In a managerial perspective the proposed incorporation in this work aims to improve organizational processes and procedures by unlocking the power of the identification of project critical success factors, making organizations leaner and more agile, contributing to the achievement of sustainable competitive advantages. As direct consequence of the application of the heuristic project risk model in a project management environment, the proposed incorporation enables organizations to identify and refine in an automated way project critical success factor across the different phases of a project lifecycle. Identifying project critical success factors is considered the heart of the engine (incorporation of the heuristic project risk model into a BI architecture) that aims to help organizations achieve sustainable competitive advantages [1,9].
Finally, the proposed incorporation in this work provides organizations a set of competitive advantages that are essential, translated by the optimal management of organizational resources, thus becoming more resource-management sustainable promoting alignment with the 17 UN Global Goals [29] and the three major components of sustainability, people, planet, and profit. This fact provides organization employees and their customers a higher sense of awareness regarding a sustainability mind-set, which is translated into more profit for organizations. In fact, research shows that more than 50% of consumers are willing to pay 5% more for products delivered sustainably, and 76% would wait one extra day for delivery [27]. Furthermore, according to research organizations that engage in sustainable initiatives experience at about 20% of increase revenue, 16% cost reduction, and 30% increased brand value [28].
As for future research, and because the information survey-based collecting process is strongly conditioned by the good will of the participants (which contains a certain amount of bias), it is suggested that further research should be undertaken in order to develop new ways of collecting project information related data, that can minimize or eliminate bias.
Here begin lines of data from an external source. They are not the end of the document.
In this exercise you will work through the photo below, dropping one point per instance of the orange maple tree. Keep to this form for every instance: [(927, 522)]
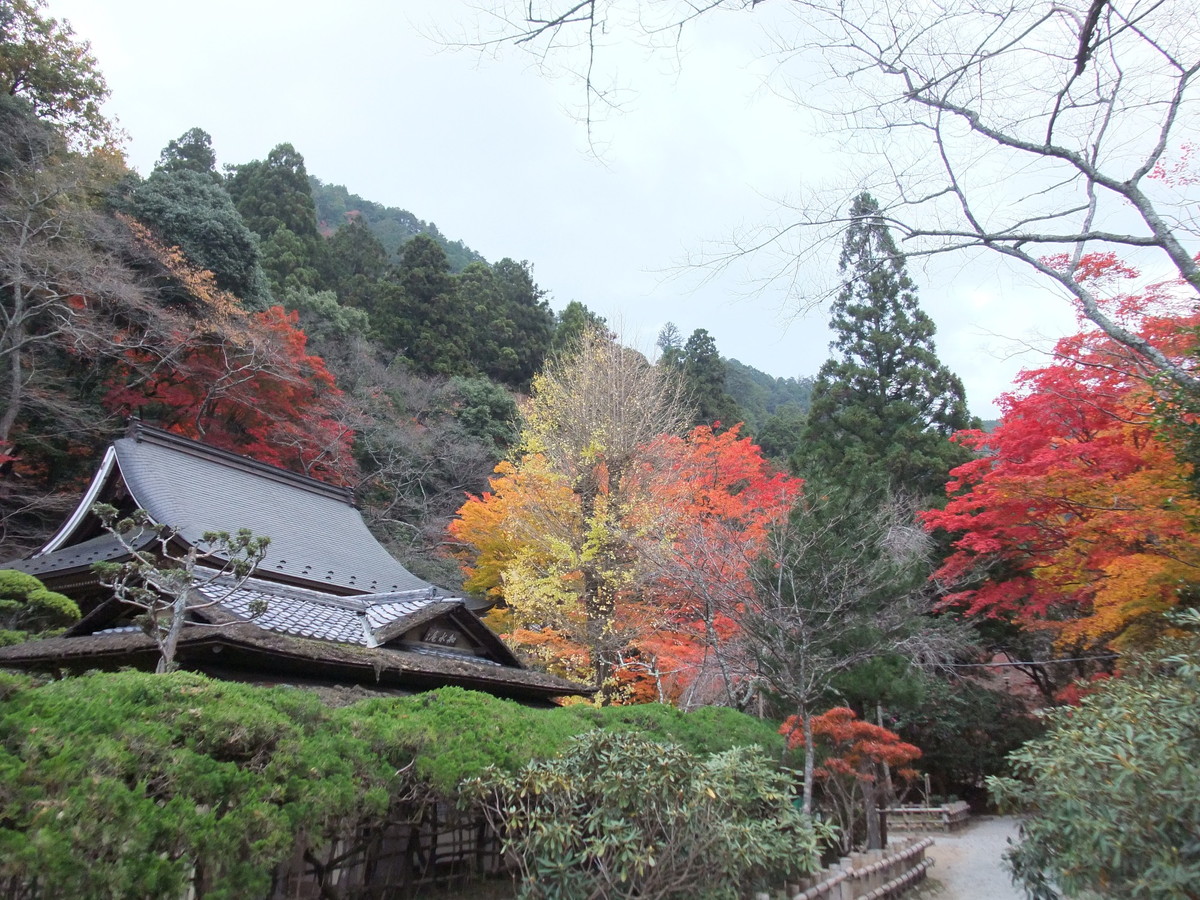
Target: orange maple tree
[(853, 755), (1077, 516), (691, 514)]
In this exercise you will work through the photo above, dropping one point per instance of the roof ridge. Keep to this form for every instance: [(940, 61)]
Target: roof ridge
[(141, 432)]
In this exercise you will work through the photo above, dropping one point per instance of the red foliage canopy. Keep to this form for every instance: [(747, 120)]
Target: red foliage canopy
[(256, 391), (1077, 516)]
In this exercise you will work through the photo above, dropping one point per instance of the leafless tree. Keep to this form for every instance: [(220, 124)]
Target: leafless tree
[(840, 585), (1041, 131)]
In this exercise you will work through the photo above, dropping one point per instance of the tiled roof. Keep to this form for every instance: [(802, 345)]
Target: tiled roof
[(317, 534), (310, 613), (77, 557)]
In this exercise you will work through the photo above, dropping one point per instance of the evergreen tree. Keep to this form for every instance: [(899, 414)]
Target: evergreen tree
[(191, 150), (185, 204), (573, 324), (885, 406), (703, 371), (275, 199), (527, 319)]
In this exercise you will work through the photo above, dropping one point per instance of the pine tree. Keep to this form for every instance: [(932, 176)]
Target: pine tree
[(885, 406)]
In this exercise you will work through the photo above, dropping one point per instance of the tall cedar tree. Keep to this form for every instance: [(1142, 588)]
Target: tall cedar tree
[(886, 405)]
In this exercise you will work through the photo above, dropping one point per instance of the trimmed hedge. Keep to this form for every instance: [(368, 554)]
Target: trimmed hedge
[(118, 785)]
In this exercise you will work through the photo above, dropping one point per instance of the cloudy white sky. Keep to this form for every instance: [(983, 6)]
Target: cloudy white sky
[(490, 151)]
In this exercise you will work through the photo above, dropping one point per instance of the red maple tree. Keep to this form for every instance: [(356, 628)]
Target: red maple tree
[(1077, 516)]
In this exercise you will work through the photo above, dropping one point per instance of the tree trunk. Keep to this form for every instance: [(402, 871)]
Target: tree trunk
[(167, 646), (15, 337), (809, 765), (870, 801)]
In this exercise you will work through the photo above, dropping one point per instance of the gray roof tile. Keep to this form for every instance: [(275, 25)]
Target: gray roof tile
[(310, 613), (316, 532)]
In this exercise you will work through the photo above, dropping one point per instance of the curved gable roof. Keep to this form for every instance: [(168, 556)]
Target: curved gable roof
[(318, 538), (317, 535)]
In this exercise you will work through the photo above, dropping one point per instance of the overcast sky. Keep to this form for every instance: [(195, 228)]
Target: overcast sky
[(490, 153)]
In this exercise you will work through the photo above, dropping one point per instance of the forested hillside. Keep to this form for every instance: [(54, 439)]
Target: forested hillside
[(255, 306)]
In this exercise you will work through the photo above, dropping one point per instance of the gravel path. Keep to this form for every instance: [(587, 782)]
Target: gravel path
[(967, 865)]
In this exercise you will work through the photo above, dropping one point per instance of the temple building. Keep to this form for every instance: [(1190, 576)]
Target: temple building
[(328, 607)]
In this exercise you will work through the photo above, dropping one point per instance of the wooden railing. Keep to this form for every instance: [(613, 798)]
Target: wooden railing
[(929, 819), (874, 875)]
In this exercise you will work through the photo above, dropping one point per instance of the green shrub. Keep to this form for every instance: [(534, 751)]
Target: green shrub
[(1113, 791), (621, 815), (120, 785), (28, 607)]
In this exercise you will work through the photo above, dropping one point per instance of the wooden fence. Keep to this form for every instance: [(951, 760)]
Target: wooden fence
[(874, 875), (928, 819)]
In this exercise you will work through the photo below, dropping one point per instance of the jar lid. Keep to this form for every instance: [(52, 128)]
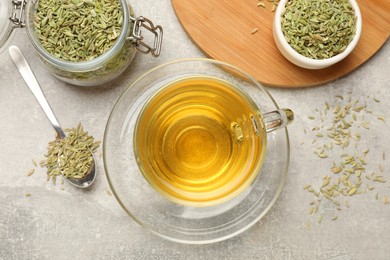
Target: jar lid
[(11, 16)]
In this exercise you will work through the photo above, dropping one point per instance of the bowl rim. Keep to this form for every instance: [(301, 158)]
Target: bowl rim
[(206, 241), (315, 63)]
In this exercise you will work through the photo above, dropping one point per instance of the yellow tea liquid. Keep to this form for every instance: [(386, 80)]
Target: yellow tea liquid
[(199, 141)]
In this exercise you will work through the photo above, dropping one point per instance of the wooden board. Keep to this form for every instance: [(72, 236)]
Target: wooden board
[(223, 30)]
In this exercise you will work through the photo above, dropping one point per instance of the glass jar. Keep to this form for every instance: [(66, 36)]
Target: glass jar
[(101, 69)]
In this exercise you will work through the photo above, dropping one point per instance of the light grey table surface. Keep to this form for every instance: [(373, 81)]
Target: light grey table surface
[(76, 224)]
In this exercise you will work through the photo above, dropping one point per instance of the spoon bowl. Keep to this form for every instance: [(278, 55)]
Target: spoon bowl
[(28, 76)]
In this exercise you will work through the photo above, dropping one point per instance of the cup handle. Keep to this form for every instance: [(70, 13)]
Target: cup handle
[(278, 119)]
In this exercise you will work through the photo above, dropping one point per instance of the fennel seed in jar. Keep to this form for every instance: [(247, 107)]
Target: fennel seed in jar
[(78, 30)]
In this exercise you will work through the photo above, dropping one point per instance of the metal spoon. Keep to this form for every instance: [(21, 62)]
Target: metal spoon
[(28, 76)]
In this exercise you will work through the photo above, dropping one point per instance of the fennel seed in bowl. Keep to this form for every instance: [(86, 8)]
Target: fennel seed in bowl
[(318, 29)]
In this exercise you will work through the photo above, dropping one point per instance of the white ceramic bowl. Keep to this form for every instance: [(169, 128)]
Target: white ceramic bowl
[(305, 62)]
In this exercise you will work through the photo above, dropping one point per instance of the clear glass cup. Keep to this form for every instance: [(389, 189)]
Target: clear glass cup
[(188, 222)]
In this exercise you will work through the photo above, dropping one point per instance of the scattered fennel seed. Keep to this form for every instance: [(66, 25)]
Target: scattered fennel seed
[(261, 4), (30, 172), (108, 191), (381, 118), (34, 163)]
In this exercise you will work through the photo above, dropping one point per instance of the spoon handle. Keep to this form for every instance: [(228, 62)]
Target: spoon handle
[(28, 76)]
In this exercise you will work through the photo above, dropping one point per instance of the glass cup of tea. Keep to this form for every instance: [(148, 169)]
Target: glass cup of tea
[(193, 135)]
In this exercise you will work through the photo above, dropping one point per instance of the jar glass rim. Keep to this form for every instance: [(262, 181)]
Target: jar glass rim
[(84, 65)]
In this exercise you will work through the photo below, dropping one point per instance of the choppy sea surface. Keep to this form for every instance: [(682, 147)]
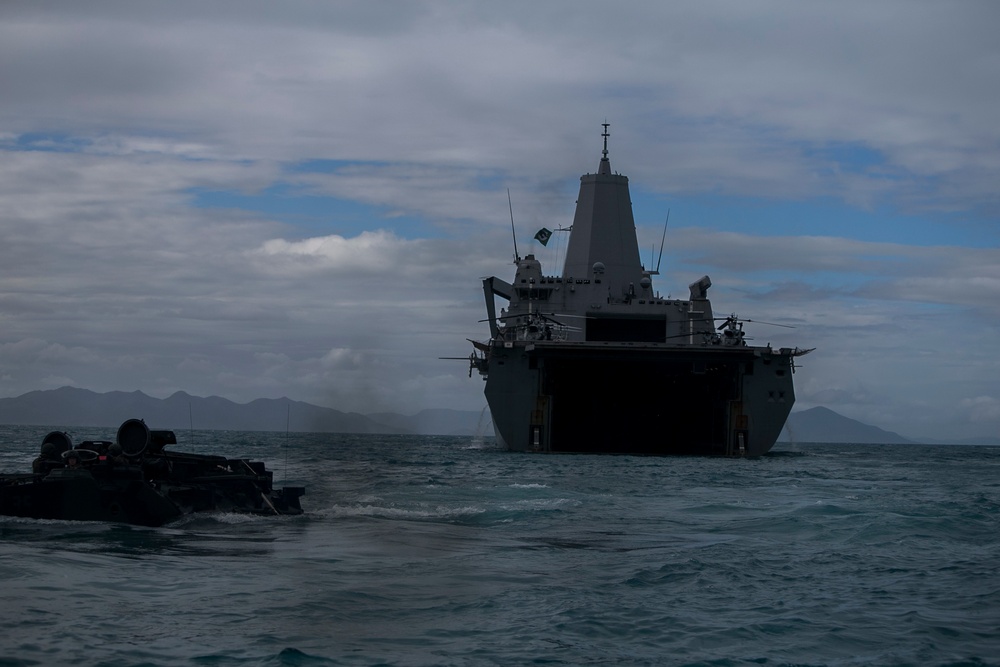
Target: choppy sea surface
[(449, 551)]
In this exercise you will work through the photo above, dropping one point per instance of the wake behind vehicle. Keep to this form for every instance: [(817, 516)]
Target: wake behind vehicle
[(136, 480)]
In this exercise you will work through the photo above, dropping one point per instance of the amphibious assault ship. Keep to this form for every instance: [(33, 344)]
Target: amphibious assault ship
[(594, 360)]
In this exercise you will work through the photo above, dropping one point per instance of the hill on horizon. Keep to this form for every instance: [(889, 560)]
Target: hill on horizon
[(70, 406)]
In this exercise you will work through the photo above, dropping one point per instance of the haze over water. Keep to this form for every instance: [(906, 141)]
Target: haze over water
[(447, 550)]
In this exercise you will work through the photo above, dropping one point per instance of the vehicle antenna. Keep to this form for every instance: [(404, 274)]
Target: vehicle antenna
[(517, 258), (662, 239)]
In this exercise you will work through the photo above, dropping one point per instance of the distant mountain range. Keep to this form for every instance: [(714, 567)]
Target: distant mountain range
[(68, 407), (71, 407), (824, 425)]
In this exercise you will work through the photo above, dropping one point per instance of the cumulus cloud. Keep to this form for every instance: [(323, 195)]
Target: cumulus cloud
[(121, 121)]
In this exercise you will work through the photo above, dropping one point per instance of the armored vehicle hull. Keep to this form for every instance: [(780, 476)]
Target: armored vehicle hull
[(135, 480)]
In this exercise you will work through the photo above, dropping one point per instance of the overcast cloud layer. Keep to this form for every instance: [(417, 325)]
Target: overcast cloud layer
[(257, 199)]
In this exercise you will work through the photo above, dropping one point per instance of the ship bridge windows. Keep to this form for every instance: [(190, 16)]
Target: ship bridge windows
[(626, 330), (534, 293)]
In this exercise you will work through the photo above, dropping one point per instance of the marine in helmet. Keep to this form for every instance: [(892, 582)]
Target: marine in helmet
[(47, 459), (115, 454)]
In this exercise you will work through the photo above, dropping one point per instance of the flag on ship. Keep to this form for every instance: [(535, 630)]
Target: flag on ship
[(542, 236)]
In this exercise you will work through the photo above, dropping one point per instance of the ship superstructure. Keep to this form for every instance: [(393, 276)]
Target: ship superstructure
[(594, 360)]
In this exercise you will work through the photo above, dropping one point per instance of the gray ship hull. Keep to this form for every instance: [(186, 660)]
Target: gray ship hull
[(638, 398)]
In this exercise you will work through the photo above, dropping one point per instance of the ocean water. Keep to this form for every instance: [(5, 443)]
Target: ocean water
[(450, 551)]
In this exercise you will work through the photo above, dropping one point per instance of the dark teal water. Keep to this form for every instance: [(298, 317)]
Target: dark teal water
[(448, 551)]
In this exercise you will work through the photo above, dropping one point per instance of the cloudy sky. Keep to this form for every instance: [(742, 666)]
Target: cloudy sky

This aspect is particularly important because according to the latest research, the unique and powerful insight that social network research provides to the study of social structures and the respective scientific knowledge generated, is to a certain extent challenged or even threatened by suspicious ethics committees [57]. This happens, because such committees consider that the three main principles of biomedical research are not fully met when an automated SNA assessment is undertaken in an organization, (1) consent, (2) the possibility to opt out, and (3) anonymity [58,59]. Furthermore, the data collection process is still aggravated by the recent growing on personal data protection, including for example the appointment of new supervision agents, such as Data Protection Officers (DPOs) in organizations that restrict access to critical relational data to the effective application of SNA in organizations [58,59,60]. Still, due to the fear of the increasing cyberattacks, participants become, to a certain extent, reluctant to provide personal information, due the apparent fragility that digital platforms are seen to have, regarding protection against those cyberattacks. Such challenges have direct implications on the data colleting process when applying the heuristic risk model, which are amongst the major barriers to efficient functioning of the incorporation proposed in this work. Here, further investigation should be carried out in order to minimize potential damages in case of breaches and leaks originated by cyberattacks, and law infractions in data collection methods.
Because the application described in this work addresses a relatively small organization, it is also suggested to implement the incorporation in more (larger and small) organizations in order to address the model behaviors regarding the identification of project critical success factors. By doing so, it is possible to improve the applicability and feasibility of the model and the overall incorporation in different environments/scenarios.

Author Contributions

Author M.N. carried out the investigation methodology, writing—original draft preparation, conceptualization, the formal analysis, collected resources, and application. Other remaining authors (J.B., A.A., C.S., E.N., H.V.) contributed with the review, and validation. All authors have read and agreed to the published version of the manuscript.

Funding

This research received no external funding.

Institutional Review Board Statement

Not applicable.

Informed Consent Statement

Not applicable.

Data Availability Statement

Not applicable.

Conflicts of Interest

The authors declare no conflict of interest.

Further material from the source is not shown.